Jamie is “raised” by women, but as
we make our way through the film we understand that Jamie also makes himself.
He is the one who wants to read Sisterhood
Is Powerful and Our Bodies Ourselves—it’s
not forced on him. He is the one who decides for himself to accompany Abbie to
her important cervical cancer follow-up meeting, and he sticks by her when she
gets the news that the surgery left an “incompetent cervix,” so that she
shouldn’t have children. He listens to Julie in bed each night as she relates
her sexual escapades and feelings. He asks her what an orgasm is like for
women. He takes the initiative in buying a pregnancy test for her and seeing
her through the results—negative. On several occasions he tries to get his
mother to open up and talk to him about herself: “Why are you alone? Why aren’t
you happy?” They are both caregivers but in different ways because of their
ages and roles. And Dorothea has difficulty sharing herself. Jamie, true to his
generation, has an easier time. When he explains his “errant” actions to his mystified
mother, he says, “I want to be a good guy, I want to be able to satisfy a
woman.” For any woman watching that scene, Jamie symbolizes the best in a twentieth-century
American man.
William, the hippie, ceramicist, house-renovator
tenant in his thirties is also a good and sympathetic man to women and part of
the household’s communal, loving support, but he doesn’t have Jamie’s special
depth. He’s partly along for the ride wherever it takes him, a free spirit, a
flower child. We see this in some of the movie’s funniest, theater-of-the-absurd
scenes, where Abbie plays the key role. When she goes to William’s room and
asks if he wants to fool around with her, and he says, “Really? . . . yah . . .
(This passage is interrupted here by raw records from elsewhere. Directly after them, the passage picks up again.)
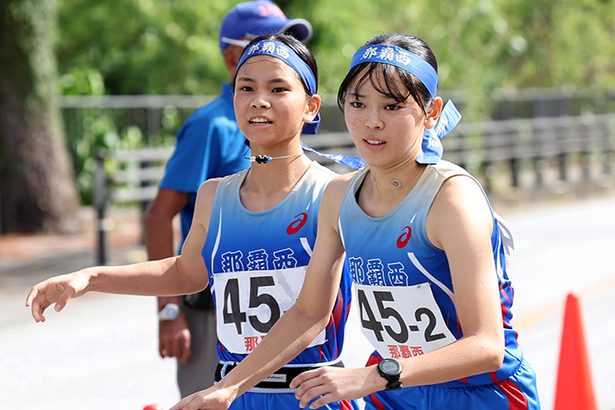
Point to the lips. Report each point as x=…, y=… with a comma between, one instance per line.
x=260, y=121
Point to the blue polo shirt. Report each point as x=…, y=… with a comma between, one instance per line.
x=209, y=145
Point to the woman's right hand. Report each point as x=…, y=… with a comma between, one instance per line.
x=58, y=290
x=214, y=398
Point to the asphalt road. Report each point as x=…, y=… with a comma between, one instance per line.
x=101, y=352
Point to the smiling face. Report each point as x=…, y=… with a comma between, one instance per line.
x=271, y=105
x=385, y=132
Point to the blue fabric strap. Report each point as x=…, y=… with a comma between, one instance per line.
x=397, y=56
x=347, y=160
x=431, y=146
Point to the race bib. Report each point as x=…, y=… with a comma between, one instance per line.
x=248, y=304
x=401, y=321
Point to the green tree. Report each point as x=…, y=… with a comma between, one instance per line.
x=37, y=190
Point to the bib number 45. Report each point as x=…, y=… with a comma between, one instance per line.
x=402, y=316
x=232, y=313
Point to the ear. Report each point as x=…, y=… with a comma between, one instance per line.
x=231, y=56
x=433, y=114
x=312, y=105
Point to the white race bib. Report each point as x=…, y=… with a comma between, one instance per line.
x=248, y=304
x=401, y=321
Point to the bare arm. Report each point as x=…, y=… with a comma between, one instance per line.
x=170, y=276
x=299, y=325
x=463, y=228
x=159, y=229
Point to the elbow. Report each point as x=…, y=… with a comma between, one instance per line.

I do,” the timing is exquisite. This kind of hilarity happens again at one of
Dorothea’s regular dinner parties when Abbie makes everyone say aloud the
unutterable word “menstruation,” which leads to the semblance of a group
therapy session where some of the characters open up about their sex lives.
William butts in at the end of the surreal scene to say: “Jamie, remember, you can’t
just have sex with a vagina, you have to have sex with the whole woman.” Another
time, Abbie comes into Jamie’s bedroom to tell him about her drunken brawl at
the bar, and Julie’s head pops up on the other side of Jamie. Abbie tries to
block Julie’s eyes and ears as she whispers adamantly to Jamie: “You can’t
continue letting her sleep here if she refuses to have sex with you. It’s
disempowering.”
When mother and son have their single moment of pure
connection, Jamie asks, “Were you and Dad ever in love?” And Dorothea answers,
“Sure . . . or um . . . maybe I thought I was supposed to be in love and scared
I’d never be in love. I picked the best solution at the time.” Jamie gets his
answer, but it’s also an answer for all of us about the complicated relationship
of love. In this heartfelt, imaginatively created movie, we bask in eccentric
but real people and real moments—we experience ourselves in a timeless,
placeless way. But no matter when or where, love permeates.